L'un des signes du tort fait à la société c'est l'affaiblissement du sentiment d'appartenance. L'étalement urbain, rendu possible et souvent nécessaire par l'énergie bon marché, a pour effet d'éloigner les gens à la fois de leur maison, où ils ne font que dormir et de leur ville, associée exclusivement à leur travail. Les grands urbanistes comme Lewis Mumford et Jane Jacobs n'ont pas attendu le changement climatique pour déplorer ce fait.

Le même problème se pose à la campagne. Entre le village de North Hatley et la fermette où nous vivons, la distance est de 16 kilomètres. Quand je fais le trajet en voiture, il ne me vient même pas à l'esprit de m'arrêter pour observer de près un jardin et causer avec ceux dont il est la fierté. La première fois que j'ai fait le même trajet à pied, c'était au début de mai, je suis allé de découverte en découverte et de conversation en conversation. Comme tant d'autres avant moi, j'ai compris que l'appartenance à un paysage et l'appartenance à une communauté sont des choses indissociables.

Pour atteindre la même fin, la mesure dans l'usage de l'énergie fossile, ne serait-il pas plus sage de lancer un mouvement pour l'appartenance, plutôt que contre les émissionsde C02?

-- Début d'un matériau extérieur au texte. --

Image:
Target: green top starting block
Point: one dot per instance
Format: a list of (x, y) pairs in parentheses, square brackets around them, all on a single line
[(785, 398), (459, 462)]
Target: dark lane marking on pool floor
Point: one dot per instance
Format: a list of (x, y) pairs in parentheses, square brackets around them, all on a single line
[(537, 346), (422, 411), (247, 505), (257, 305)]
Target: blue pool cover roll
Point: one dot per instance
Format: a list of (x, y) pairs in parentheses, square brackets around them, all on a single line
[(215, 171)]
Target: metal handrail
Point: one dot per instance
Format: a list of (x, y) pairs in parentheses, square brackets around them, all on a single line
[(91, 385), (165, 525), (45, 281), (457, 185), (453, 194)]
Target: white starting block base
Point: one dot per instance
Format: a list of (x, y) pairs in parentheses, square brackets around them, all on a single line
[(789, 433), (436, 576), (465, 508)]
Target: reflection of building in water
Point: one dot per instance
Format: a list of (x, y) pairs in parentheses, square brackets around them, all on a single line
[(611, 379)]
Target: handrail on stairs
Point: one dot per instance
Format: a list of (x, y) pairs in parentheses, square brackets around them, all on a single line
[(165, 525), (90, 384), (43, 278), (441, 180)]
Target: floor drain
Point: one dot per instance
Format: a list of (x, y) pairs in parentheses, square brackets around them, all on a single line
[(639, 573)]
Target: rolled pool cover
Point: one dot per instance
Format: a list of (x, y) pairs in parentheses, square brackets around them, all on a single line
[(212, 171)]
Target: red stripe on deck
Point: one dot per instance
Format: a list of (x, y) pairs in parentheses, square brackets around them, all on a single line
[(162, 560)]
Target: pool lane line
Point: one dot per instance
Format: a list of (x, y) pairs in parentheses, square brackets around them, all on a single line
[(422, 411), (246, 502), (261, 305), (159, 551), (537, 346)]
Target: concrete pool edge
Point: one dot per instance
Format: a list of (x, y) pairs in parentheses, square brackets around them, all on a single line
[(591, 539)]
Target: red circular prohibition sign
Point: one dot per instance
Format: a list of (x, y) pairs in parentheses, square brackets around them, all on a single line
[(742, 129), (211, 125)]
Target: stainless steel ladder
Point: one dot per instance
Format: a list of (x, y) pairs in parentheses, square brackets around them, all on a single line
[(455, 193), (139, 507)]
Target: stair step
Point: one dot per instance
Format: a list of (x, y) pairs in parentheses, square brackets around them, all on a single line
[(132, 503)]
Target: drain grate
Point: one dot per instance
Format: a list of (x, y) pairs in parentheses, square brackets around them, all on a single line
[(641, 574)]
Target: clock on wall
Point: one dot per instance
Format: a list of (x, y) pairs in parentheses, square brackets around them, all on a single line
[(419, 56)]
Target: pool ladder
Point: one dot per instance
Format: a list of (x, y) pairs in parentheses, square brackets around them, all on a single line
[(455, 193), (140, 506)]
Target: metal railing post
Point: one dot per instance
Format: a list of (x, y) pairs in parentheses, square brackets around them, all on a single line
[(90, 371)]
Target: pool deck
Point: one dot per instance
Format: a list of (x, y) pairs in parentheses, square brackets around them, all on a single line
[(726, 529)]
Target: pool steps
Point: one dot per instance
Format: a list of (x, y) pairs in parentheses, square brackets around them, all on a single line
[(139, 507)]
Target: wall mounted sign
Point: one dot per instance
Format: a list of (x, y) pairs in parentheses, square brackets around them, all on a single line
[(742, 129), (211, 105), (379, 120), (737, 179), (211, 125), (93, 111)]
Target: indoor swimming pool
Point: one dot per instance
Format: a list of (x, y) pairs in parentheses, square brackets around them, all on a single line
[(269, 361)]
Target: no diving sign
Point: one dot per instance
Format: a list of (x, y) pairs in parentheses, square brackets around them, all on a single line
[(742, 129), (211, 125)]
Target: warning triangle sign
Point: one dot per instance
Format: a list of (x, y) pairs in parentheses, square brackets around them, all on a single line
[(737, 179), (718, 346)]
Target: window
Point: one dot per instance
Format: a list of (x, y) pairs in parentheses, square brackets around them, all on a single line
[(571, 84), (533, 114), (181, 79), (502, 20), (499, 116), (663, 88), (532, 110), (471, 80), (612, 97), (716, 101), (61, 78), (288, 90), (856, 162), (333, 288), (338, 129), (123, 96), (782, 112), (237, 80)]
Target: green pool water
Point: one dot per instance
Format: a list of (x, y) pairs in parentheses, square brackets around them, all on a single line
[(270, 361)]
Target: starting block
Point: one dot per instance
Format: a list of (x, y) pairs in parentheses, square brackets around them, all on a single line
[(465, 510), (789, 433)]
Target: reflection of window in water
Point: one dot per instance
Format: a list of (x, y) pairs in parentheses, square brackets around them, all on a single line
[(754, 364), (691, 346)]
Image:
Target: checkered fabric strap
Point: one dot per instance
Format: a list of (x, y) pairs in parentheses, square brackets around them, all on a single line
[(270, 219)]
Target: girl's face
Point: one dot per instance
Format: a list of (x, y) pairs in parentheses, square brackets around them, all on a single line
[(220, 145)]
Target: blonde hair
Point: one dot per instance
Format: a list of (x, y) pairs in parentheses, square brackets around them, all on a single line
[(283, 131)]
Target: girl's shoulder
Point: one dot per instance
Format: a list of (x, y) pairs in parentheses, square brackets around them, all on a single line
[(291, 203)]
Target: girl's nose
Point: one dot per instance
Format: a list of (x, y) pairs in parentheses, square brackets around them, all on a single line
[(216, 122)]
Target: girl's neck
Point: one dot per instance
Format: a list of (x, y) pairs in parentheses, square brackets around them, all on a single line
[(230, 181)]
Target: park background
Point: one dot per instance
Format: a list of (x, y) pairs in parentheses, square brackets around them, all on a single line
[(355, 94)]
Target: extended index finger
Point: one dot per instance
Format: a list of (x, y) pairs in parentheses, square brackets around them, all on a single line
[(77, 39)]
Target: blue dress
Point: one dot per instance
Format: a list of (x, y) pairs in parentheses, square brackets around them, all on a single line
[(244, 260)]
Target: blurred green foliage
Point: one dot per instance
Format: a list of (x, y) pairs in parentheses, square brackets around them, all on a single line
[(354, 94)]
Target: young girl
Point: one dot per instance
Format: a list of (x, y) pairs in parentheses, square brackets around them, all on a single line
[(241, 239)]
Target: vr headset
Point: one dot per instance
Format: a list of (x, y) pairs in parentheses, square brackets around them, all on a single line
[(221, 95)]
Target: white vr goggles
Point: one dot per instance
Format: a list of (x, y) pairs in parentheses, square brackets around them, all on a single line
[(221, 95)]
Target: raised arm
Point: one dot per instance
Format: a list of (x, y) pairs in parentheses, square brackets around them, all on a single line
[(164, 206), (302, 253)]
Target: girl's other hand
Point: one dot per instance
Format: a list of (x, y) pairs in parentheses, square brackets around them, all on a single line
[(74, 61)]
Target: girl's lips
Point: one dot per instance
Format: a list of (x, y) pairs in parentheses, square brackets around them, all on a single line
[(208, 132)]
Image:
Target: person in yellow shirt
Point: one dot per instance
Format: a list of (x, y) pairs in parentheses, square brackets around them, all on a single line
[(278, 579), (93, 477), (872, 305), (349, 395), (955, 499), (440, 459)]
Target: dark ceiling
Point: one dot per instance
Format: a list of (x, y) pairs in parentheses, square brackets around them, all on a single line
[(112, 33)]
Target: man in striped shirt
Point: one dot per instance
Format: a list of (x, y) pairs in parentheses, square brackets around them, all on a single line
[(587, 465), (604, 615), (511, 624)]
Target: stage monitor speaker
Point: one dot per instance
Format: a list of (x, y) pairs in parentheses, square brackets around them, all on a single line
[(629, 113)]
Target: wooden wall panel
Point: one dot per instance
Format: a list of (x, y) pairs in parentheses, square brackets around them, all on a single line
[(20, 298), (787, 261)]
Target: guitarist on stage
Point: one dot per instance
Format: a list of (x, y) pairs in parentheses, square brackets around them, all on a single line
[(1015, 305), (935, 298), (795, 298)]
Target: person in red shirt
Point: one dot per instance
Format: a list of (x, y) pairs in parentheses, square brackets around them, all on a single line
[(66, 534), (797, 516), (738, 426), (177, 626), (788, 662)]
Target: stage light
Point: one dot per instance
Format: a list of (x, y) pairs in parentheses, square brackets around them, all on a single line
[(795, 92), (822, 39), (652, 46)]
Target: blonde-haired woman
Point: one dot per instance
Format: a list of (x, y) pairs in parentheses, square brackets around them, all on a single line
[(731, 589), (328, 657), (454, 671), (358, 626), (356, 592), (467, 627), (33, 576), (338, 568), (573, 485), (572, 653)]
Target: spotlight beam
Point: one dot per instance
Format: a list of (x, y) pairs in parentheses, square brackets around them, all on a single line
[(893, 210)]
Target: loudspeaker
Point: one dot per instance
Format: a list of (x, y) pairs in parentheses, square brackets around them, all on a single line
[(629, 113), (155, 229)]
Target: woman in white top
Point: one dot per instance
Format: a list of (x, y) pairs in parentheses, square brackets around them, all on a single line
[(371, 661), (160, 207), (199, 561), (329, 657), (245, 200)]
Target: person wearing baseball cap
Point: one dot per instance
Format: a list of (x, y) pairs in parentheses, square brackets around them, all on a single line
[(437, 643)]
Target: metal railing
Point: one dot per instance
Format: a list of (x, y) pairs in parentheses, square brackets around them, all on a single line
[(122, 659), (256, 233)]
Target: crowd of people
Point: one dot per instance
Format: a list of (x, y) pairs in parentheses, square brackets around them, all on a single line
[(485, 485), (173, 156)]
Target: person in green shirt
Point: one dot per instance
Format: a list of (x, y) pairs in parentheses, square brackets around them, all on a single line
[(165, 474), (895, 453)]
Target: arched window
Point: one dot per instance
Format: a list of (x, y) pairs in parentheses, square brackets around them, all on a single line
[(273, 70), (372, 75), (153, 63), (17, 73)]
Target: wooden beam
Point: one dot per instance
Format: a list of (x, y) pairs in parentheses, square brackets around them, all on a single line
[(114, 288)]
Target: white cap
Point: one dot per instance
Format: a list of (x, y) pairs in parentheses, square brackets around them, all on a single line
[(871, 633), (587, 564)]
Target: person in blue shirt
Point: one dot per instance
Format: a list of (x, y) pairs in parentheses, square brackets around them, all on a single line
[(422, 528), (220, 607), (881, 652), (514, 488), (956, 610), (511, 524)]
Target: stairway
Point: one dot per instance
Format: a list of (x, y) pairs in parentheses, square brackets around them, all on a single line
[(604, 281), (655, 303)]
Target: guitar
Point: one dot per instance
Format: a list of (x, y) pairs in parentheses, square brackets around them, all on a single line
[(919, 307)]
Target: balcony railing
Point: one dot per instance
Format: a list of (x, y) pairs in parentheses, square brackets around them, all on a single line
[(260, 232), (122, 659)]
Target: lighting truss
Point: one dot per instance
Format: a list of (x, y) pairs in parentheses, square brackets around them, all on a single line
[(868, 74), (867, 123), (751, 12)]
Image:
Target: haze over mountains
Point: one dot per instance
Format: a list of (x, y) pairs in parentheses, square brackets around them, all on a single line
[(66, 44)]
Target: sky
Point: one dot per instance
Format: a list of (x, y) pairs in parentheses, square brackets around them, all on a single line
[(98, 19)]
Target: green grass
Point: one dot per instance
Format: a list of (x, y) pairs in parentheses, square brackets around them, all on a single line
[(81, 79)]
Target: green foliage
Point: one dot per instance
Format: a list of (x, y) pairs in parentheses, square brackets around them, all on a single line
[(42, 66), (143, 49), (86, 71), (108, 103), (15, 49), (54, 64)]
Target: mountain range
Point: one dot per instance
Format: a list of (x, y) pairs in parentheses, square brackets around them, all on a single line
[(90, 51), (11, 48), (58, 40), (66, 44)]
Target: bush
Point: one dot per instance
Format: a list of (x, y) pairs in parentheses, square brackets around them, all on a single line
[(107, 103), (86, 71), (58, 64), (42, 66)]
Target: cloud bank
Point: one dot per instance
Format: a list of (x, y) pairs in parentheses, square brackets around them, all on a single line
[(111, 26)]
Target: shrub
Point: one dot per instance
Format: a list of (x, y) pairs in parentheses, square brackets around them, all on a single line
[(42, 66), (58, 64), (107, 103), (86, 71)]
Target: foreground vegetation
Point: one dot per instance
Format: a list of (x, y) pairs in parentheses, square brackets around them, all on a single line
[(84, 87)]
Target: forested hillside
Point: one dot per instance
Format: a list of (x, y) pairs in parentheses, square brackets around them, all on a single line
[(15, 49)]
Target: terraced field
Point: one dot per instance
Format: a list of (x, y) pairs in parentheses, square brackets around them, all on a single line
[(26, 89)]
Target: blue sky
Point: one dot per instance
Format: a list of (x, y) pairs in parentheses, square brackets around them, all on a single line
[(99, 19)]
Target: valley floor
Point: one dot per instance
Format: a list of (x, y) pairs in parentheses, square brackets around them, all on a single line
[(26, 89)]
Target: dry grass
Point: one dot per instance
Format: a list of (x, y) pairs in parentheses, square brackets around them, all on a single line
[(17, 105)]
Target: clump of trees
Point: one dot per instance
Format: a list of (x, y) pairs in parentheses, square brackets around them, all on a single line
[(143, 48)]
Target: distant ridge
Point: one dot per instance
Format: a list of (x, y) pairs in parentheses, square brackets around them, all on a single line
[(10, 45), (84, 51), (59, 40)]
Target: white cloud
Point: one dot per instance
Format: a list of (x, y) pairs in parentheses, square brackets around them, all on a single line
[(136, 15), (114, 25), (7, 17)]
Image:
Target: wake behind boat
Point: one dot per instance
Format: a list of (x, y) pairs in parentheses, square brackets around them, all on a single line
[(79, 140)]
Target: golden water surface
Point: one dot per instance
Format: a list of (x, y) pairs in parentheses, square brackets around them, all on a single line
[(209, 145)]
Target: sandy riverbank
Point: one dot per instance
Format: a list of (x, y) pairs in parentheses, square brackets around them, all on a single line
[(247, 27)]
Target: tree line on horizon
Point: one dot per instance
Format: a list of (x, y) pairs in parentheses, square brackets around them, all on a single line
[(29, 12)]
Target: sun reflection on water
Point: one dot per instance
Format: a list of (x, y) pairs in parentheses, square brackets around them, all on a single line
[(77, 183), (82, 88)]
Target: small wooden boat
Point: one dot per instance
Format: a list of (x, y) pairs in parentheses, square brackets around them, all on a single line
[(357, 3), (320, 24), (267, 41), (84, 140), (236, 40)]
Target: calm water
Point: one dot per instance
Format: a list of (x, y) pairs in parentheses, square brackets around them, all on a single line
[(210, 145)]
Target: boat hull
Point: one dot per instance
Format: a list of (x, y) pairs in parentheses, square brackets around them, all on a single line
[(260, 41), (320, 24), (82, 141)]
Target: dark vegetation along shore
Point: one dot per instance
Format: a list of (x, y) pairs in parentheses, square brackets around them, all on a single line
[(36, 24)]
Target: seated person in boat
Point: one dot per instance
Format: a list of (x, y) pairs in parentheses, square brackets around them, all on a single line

Les musulmans vont plus loin. Ils veulent désormais associer le sentiment religieux à l'appartenance à la communauté et au paysage. Ils estimaient auparavant que la question de l'environnement devait être complètement séparée de la religion. Sheikh Ali Goma’a, Grand Mufti d'Égypte, a lancé un plan de 7 ans visant à transformer le pèlerinage à la Mecque en une expérience conviviale, en une occasion de se rapprocher à la fois des hommes, de la nature et de Dieu.2

N'est-ce pas dans le même esprit que le pèlerinage de Compostelle revit en ce moment? Pour Jean Vanier également, l'appartenance ne peut être que multiple. C'est là à ses yeux une loi de la vie intérieure. «Plus nous avançons sur le chemin de la paix intérieure et de l'intégrité, plus le sens de l'appartenance croît et s'approfondit. Ce n'est pas seulement l'appartenance aux autres et à une communauté qui est en cause, mais aussi l'appartenance à l'univers, à la terre, à l'eau, à tout ce qui vit, à toute l'humanité. »3 La campagne européenne telle que l'ont façonnée les moines cisterciens au Moyen Age est souvent citée en exemple à imiter par les écologistes, notamment par René Dubos, l'auteur de la formule «Penser globalement, agir localement». Suivre un tel exemple c'est s'engager dans une voie où la vie intérieure donne le ton à toutes les autres manifestations de la vie. «Cet endroit a beaucoup de charme, il apaise grandement les esprits lassés et soulage les inquiétudes et les soucis; […]. Le visage souriant de la terre y prend des teintes variées, la bourgeonnante verdure du printemps satisfait notre vue, et ses suaves senteurs flattent notre odorat... Et si la beauté de la campagne me charme extérieurement par sa douce influence, je n'en éprouve pas moins des délices intimes, en méditant sur les mystères qu'elle nous cache.»4C’est ainsi que saint Bernard évoquait le site de Clairvaux où il devait établir un monastère.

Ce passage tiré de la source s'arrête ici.